Als wenige Wochen darauf CDC-Wissenschaftler von einer Häufung eines zuvor ebenso seltenen Haut-Krebses berichteten, der auch für immungeschwächte Patienten typisch ist, ahnten die Forscher einen Zusammenhang: Die von Medizinern als "atypisch" bezeichnete Lungenentzündung, sowie Hauttumoren, die als Kaposi-Sarkom bekannt waren, wurden zu Beginn der Aids-Epidemie die typischen Erkennungszeichen für die unheimliche neue Krankheit. Bis Ende 1981 wurden Tausende solcher Fälle allein in den USA bekannt.
Patient Null
Die Forscher der amerikanischen Seuchenschutzbehörde interessierten sich zunächst - wie alle Epidemiologen - für den Ursprung der neuartigen Seuche. 1984 berichteten sie in einem Fachblatt über den Patienten O. Der Buchstabe O stand für "Out of California", weil die ersten Aidsfälle in den USA dort bekannt wurden. Später wurde daraus irrtümlich der "Patient Null".
Randy Shilts verstärkte das Missverständnis um den vermeintlich ersten Aids-Patienten in seinem Buch "And the band played on" (1987), in dem er den kanadischen Flugbegleiter Gaëtan Dugas als Patienten Null outete.
Das war durch nichts bewiesen, doch die Geschichte, Dugas habe entlang seiner Flugreisen mindestens 40 der ersten 250 HIV-Infizierten angesteckt und so Aids verbreitet, hielt sich hartnäckig. Die CDC-Forscher mussten sich jedoch später von ihrem Fachartikel distanzieren. Sie hatten methodisch unsauber gearbeitet.

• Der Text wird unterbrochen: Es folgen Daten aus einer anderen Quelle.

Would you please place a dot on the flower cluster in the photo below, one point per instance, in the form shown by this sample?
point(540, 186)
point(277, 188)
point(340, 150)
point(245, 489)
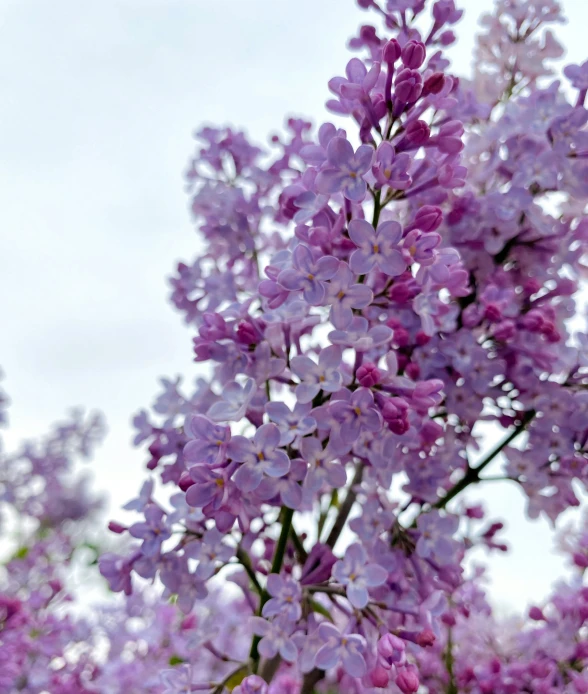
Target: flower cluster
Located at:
point(369, 301)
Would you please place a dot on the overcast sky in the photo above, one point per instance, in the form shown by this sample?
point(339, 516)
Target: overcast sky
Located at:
point(98, 103)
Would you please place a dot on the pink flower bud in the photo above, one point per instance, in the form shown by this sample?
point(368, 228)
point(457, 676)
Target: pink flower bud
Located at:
point(407, 680)
point(413, 54)
point(368, 375)
point(434, 84)
point(392, 51)
point(117, 528)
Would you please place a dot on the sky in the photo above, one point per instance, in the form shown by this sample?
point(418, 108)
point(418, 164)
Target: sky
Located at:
point(98, 104)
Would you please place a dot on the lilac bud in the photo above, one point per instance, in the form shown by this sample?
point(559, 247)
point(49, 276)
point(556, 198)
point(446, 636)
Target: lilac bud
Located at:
point(536, 614)
point(408, 85)
point(391, 651)
point(434, 84)
point(117, 528)
point(413, 54)
point(252, 685)
point(407, 680)
point(417, 132)
point(392, 52)
point(368, 375)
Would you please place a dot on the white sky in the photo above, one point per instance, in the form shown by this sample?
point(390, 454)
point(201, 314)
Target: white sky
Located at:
point(97, 106)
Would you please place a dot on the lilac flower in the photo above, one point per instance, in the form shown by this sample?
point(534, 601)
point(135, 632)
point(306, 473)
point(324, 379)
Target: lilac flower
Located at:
point(287, 489)
point(210, 487)
point(234, 403)
point(436, 537)
point(209, 444)
point(286, 596)
point(346, 170)
point(259, 456)
point(391, 169)
point(178, 680)
point(253, 684)
point(345, 649)
point(322, 466)
point(343, 296)
point(143, 499)
point(359, 337)
point(357, 575)
point(376, 248)
point(578, 75)
point(323, 376)
point(209, 551)
point(292, 424)
point(154, 531)
point(354, 415)
point(308, 275)
point(276, 637)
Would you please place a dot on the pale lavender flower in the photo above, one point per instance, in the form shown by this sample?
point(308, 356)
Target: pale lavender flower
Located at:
point(292, 424)
point(346, 170)
point(287, 489)
point(343, 295)
point(376, 248)
point(346, 649)
point(316, 377)
point(357, 575)
point(276, 637)
point(286, 595)
point(234, 401)
point(322, 466)
point(209, 444)
point(154, 531)
point(359, 337)
point(259, 456)
point(308, 275)
point(209, 551)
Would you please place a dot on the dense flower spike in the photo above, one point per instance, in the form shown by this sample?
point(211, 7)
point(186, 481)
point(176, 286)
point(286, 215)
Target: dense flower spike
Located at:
point(361, 315)
point(368, 300)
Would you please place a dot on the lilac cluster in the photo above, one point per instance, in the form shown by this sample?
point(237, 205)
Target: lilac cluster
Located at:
point(370, 300)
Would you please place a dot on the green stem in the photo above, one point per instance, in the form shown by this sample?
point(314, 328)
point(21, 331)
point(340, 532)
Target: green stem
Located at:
point(472, 476)
point(288, 513)
point(346, 506)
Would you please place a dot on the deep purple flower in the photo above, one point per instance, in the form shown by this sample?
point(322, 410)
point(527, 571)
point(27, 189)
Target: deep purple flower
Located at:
point(343, 296)
point(259, 456)
point(308, 275)
point(316, 377)
point(347, 649)
point(357, 575)
point(376, 248)
point(346, 170)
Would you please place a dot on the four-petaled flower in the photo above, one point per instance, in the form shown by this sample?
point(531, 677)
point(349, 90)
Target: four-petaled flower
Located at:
point(348, 649)
point(344, 294)
point(308, 275)
point(286, 595)
point(357, 575)
point(316, 377)
point(346, 170)
point(376, 248)
point(260, 455)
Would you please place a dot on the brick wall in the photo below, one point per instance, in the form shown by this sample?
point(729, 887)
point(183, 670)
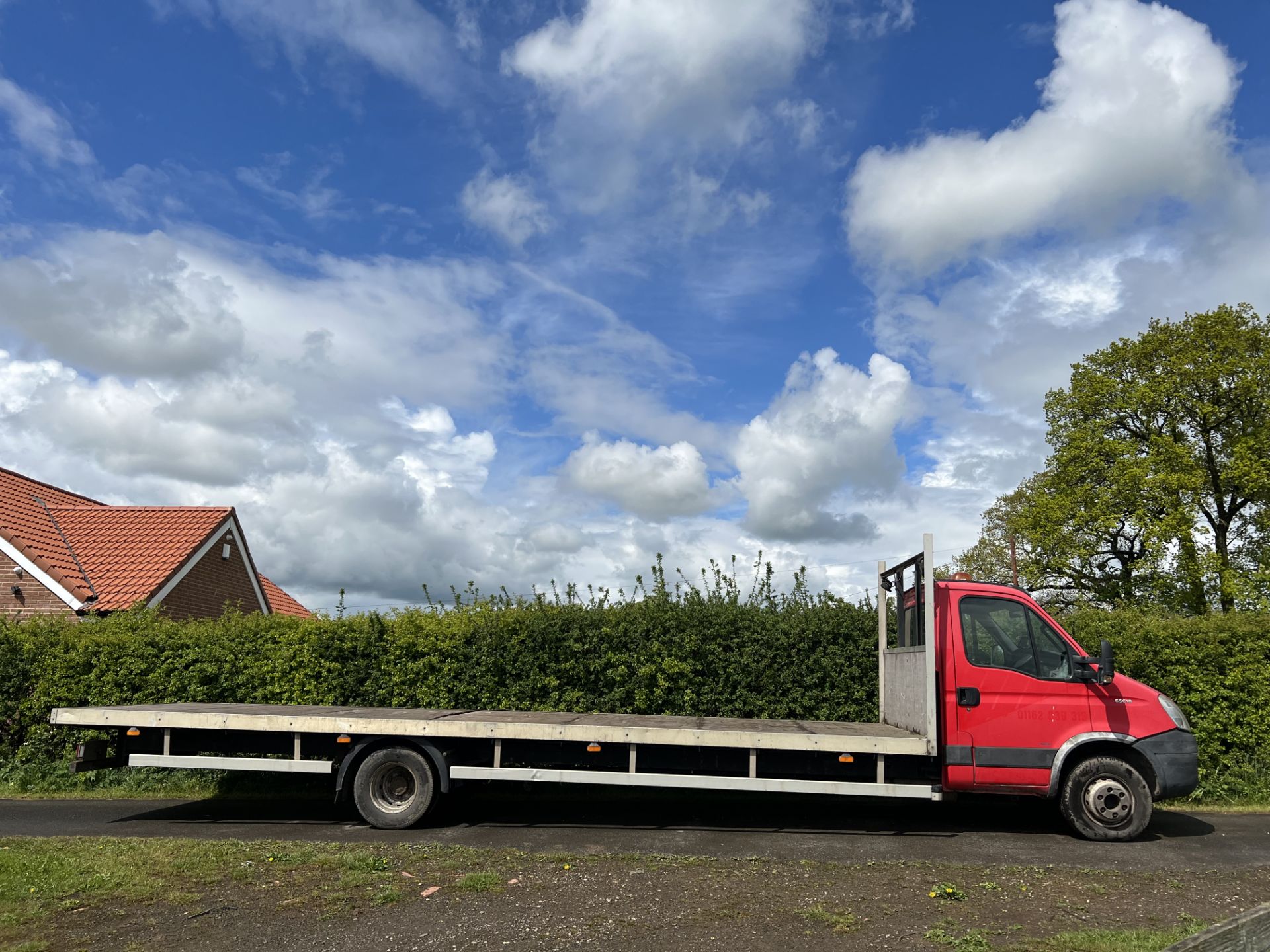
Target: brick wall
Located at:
point(34, 598)
point(211, 583)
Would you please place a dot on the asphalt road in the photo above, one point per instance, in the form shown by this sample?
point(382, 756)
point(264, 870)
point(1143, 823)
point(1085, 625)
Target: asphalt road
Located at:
point(600, 820)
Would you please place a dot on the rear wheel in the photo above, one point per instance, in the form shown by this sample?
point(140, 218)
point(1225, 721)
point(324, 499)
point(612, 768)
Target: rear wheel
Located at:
point(394, 787)
point(1107, 799)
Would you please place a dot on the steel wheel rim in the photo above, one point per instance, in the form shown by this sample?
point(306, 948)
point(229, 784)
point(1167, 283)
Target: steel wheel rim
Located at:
point(1109, 801)
point(393, 787)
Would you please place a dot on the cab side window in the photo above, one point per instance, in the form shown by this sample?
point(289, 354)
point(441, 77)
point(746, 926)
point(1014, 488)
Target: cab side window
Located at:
point(1000, 633)
point(996, 635)
point(1052, 651)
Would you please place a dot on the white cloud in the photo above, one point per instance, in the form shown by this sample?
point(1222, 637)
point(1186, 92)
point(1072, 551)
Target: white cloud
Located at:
point(505, 205)
point(40, 130)
point(121, 303)
point(314, 200)
point(1136, 110)
point(803, 118)
point(632, 83)
point(23, 380)
point(705, 206)
point(653, 483)
point(870, 20)
point(829, 429)
point(398, 37)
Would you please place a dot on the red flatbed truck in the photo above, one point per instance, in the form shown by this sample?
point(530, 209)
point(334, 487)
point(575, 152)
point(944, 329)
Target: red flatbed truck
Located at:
point(984, 692)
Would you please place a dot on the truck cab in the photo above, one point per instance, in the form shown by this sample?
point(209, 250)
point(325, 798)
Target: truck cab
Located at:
point(1024, 711)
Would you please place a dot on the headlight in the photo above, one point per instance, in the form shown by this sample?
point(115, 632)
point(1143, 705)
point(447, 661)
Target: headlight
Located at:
point(1174, 713)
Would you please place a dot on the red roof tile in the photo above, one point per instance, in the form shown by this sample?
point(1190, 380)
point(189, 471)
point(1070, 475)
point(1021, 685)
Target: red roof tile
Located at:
point(281, 602)
point(118, 554)
point(24, 524)
point(128, 553)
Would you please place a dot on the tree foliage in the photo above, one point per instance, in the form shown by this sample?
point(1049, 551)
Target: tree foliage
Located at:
point(1158, 483)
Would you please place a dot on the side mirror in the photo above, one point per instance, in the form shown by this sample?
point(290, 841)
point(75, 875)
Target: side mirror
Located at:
point(1107, 663)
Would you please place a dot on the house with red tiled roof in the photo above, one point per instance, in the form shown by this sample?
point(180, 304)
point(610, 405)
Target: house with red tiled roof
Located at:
point(62, 553)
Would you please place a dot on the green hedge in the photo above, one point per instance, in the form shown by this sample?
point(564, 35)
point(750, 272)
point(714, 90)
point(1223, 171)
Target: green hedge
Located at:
point(709, 654)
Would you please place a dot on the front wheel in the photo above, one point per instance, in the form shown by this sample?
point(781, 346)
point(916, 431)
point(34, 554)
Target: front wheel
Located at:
point(394, 787)
point(1107, 799)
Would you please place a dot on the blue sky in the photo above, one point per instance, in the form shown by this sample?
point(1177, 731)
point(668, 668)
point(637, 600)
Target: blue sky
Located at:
point(513, 291)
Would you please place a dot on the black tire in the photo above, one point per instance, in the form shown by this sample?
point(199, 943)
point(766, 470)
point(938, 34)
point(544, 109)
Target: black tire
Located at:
point(394, 789)
point(1107, 799)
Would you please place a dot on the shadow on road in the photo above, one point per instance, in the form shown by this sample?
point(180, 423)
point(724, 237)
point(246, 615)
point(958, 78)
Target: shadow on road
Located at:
point(600, 809)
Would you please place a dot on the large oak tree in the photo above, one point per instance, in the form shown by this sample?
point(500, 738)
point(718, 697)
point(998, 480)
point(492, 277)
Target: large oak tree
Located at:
point(1158, 484)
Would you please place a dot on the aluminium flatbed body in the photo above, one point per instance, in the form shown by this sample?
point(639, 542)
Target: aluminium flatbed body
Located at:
point(639, 750)
point(508, 725)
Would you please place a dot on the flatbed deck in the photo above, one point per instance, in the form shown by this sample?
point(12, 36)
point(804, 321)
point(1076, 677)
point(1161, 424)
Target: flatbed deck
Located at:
point(762, 734)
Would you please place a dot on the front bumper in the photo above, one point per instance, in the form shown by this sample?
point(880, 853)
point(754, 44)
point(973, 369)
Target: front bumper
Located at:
point(1175, 760)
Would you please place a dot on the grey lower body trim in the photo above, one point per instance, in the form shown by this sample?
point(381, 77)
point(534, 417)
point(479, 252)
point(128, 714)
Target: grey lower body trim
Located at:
point(1072, 743)
point(1175, 760)
point(1032, 758)
point(695, 782)
point(230, 763)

Zudem hatten sie den Reisedaten und vermeintlichen Intimkontakten ihres "Patienten O" Infektionen zugeordnet, die nach weniger als einem Jahr ausbrachen. Wie man auch Mitte der 80er-Jahre schon wusste, tritt das Krankheitsbild Aids aber meistens erst fünf Jahre nach der Infektion oder später auf. Dass zuvor gesunde Menschen in weniger als zwei Jahren nach der Ansteckung Symptome entwickeln, ist äußerst selten.